Home Milenial Mengembangkan Wirausaha Sosial ala ‘Amalan’ dan ‘Bantu’

Mengembangkan Wirausaha Sosial ala ‘Amalan’ dan ‘Bantu’

Yogyakarta, Gatra.com - Bisnis bisa dibangun untuk mengatasi persoalan sosial. Alasan ini melatari perkembangan sociopreneurship atau kewirausahaan sosial belakangan ini. Sociopreneur acapkali tumbuh dari kegelisahan terhadap permasalahan sekitar.

Hal ini yang mengemuka dalam diskusi “Sociopreneurship dan Startup di Era Industri 4.0” di BLOCK71 Innovation Factory, Terban Yogyakarta, pada Rabu (22/5) sore.

Acara ini digelar oleh dua wahana inkubasi usaha rintisan, BLOCK71 dan Creative Hub (CHub), inkubator milik Fakultas Ilmu Sosial dan Ilmu Politik Universitas Gadjah Mada.

Di kegiatan ini, CHub mengundang usaha rintisan Amalan dan Bantu membagikan pengalaman masing-masing dalam mengembangkan bisnis berorientasi sosial. Amalan dan Bantu adalah dua usaha rintisan yang dikembangkan dengan misi sosial.

Bantu adalah platform jejaring sosial yang dikembangkan mahasiswa UGM. Ghilman Nafadza, salah satu pendiri Bantu, mengatakan bahwa platform ini diciptakan untuk menghubungkan orang yang membutuhkan bantuan (user) dengan pemberi bantuan atau solusi (hero).

Saat ini, pengembangan Bantu dibimbing oleh Kepala Pusat Keamanan, Keselamatan, Kesehatan Kerja, dan Lingkungan UGM Arif Nurcahyo. Bantu memanfaatkan teknologi untuk mengatasi kelemahan layanan panggilan darurat yang belum mampu menandai lokasi korban.
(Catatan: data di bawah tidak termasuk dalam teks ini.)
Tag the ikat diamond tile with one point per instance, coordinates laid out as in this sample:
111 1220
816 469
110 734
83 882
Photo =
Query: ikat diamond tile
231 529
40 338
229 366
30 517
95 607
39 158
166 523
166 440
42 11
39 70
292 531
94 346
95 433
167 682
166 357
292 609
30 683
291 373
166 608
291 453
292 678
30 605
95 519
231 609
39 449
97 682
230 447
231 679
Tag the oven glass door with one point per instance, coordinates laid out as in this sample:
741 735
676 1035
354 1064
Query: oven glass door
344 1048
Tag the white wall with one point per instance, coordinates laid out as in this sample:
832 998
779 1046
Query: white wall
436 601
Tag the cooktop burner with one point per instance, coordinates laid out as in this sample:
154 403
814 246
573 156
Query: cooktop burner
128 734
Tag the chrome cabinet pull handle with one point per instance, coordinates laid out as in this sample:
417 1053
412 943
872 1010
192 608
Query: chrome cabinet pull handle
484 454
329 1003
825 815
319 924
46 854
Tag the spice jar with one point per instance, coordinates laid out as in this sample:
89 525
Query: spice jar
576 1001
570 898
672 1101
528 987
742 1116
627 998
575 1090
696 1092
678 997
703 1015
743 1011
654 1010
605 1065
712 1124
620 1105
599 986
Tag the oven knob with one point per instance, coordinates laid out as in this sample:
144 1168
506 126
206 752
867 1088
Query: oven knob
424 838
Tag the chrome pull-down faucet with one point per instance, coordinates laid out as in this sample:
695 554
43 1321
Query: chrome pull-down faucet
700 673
Sayangnya, teknologi yang digunakan Bantu mensyaratkan penggunaan smartphone dan keberadaan sinyal internet. Ghilman mengakui, Bantu baru bisa mengatasi masalah di perkotaan.
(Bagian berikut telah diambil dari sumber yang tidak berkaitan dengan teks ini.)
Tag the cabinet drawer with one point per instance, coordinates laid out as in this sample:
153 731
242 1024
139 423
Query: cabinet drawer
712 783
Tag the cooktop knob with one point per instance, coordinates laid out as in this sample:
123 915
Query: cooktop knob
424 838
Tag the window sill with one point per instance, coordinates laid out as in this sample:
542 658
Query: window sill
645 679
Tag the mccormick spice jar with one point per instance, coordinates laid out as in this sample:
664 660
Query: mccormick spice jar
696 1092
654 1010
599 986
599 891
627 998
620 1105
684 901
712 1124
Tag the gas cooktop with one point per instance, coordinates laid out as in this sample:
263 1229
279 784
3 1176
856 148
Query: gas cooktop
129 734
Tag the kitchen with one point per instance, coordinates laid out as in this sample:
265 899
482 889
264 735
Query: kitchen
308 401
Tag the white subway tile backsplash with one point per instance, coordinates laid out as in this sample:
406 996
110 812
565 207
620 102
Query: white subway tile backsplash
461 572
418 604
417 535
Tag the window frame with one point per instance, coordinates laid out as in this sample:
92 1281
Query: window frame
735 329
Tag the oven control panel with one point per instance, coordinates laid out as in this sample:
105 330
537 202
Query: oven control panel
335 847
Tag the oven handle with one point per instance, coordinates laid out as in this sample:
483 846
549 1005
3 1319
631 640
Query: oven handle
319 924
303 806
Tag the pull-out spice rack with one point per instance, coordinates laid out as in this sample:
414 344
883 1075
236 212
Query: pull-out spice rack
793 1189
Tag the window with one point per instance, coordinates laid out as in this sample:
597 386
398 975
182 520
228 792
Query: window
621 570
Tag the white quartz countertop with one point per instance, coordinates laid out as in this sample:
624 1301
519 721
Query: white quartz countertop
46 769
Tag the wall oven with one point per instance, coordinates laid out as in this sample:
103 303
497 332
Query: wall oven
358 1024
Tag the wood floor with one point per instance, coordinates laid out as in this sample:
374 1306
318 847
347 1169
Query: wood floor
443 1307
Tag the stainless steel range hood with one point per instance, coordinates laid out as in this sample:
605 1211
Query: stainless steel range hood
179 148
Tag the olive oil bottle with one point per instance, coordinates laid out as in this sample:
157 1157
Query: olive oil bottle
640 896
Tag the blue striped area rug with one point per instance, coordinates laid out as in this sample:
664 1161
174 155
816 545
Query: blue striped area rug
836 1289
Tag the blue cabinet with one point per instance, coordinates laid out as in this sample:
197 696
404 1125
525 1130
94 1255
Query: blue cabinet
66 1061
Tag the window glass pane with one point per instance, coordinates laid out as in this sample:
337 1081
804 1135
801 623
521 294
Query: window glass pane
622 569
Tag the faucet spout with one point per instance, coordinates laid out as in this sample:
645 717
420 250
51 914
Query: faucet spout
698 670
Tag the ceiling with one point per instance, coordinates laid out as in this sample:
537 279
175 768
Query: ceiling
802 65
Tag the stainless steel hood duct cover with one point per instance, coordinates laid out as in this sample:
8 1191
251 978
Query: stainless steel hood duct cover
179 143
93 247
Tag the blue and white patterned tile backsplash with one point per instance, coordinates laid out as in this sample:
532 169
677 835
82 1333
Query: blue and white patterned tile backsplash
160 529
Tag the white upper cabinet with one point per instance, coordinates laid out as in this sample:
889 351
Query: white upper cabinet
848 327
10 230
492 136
Menurut Ghilman, Bantu menjadi proyek percontohan yang akan dikembangkan di berbagai universitas lain di Indonesia. “Harapannya dapat berkolaborasi dengan pemerintah,” kata Ghilman.

Serupa dengan Bantu, Amalan juga merupakan social enterprise berbasis teknologi. Akan tetapi, Amalan telah lebih profesional. Training and Quality Manager Amalan, Genta Mahardhika, mengatakan Amalan menawarkan jasa negosiasi pelunasan utang.

“Pemberi pinjaman atau bank biasanya tidak mempertimbangkan keadaan ekonomi yang dihadapi peminjam,” ujar Genta. Klien Amalan seringkali memiliki beban utang, tetapi menghadapi masalah finansial seperti kehilangan pekerjaan atau bangkrut.

Amalan menjembatani kondisi ekonomi klien dan bank. Amalan menegosiasikan kemampuan pembayaran klien dengan beban pinjaman dari bank.

Pendiri sekaligus CEO Amalan Arne Hartmann, menjelaskan pembayaran utang mandek selalu terjadi. Namun, bank tidak punya proses, teknologi, dan integritas yang bisa mengatasi hal tersebut, sehingga justru menyulitkan peminjam.

Oleh karena itu, Amalan menjadi penengah atas persoalan itu. Pada prosesnya, Amalan berupaya menegosiasikan potongan utang dengan jumlah yang adil bagi kedua belah pihak.

“Nantinya, Amalan menerima pembayaran dari peminjam, jika kesepakatan sudah dicapai antara peminjam dan pemberi pinjaman atau bank,” ujar Hartmann.

Genta berpendapat, sociopreneur bisa dikembangkan dengan menggabungkan kepedulian dan konsep bisnis. “Jika bisnis biasa punya corporate social responsibility (CSR), seluruh bisnis sociopreneur justru adalah kepedulian itu sendiri,” kata Genta.